Correlation versus level
The Ticker Sense plot shows the index level along with the correlation — implying there is a relationship. The relationship that we would care about is if correlation predicts returns. Well, maybe. I’m waiting to be convinced.
Variability from the stocks
From now on, we’ll stay in the original playground of the correlation of each constituent to the index.
Figure 1 (and the original plot) is a solid line as if we actually knew the value at each point. In actuality there are sources of variability that means we don’t really know where the line is.
One source of variability is the constituents. We can explore how much variability they instill into the computation by using the statistical bootstrap.
Figure 4 shows the 95% confidence interval at each point from constituent variability. The confidence interval is narrow relative to the moves over time. As Figure 5 shows, the width of the confidence interval is not constant through time.
Variability within the window
There is another source of variability: we are estimating the correlations with only 50 observations. Figure 6 shows the variability attributable to the finite sample for the most recent window (through 2011 July 15).

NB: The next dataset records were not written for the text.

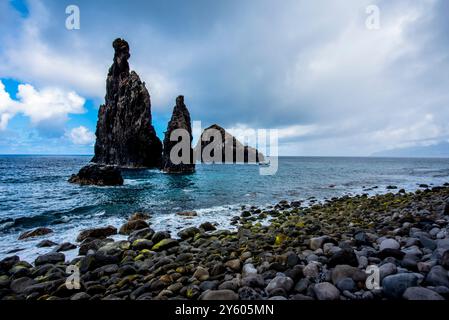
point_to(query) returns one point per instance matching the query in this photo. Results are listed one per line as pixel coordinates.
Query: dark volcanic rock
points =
(98, 233)
(125, 135)
(180, 120)
(98, 175)
(216, 139)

Figure 6: Distribution from bootstrapping over the last 50 days. So there is substantial variability here. Figure 7 adds the 95% confidence interval due to days for the final window to the time series view.
We have a problem. There is an uncertainty principle at work: if we widen the window to reduce variability, then we start to lose the dynamic nature of the correlation. We can’t know both location and momentum.
This analysis — as does that of “Weight compared to risk fraction” — starts off by using the QuantTrader blog post “Downloading S&P 500 data to R”. In particular the post includes a link to a file that contains the stock symbols for the constituents.
sp500.symbol.url <- "http://blog.quanttrader.org/wp-content/uploads/sp500.csv"
sp500.symbols <- scan(url(sp500.symbol.url), what="")
Whenever you get data, it should be standard practice to graphically inspect it. Such an inspection paid off in this case: something went wrong with the recent data for ‘Q’ and the same price was repeated for several days. That stock was eliminated from the analysis. Better would be to investigate and fix the data.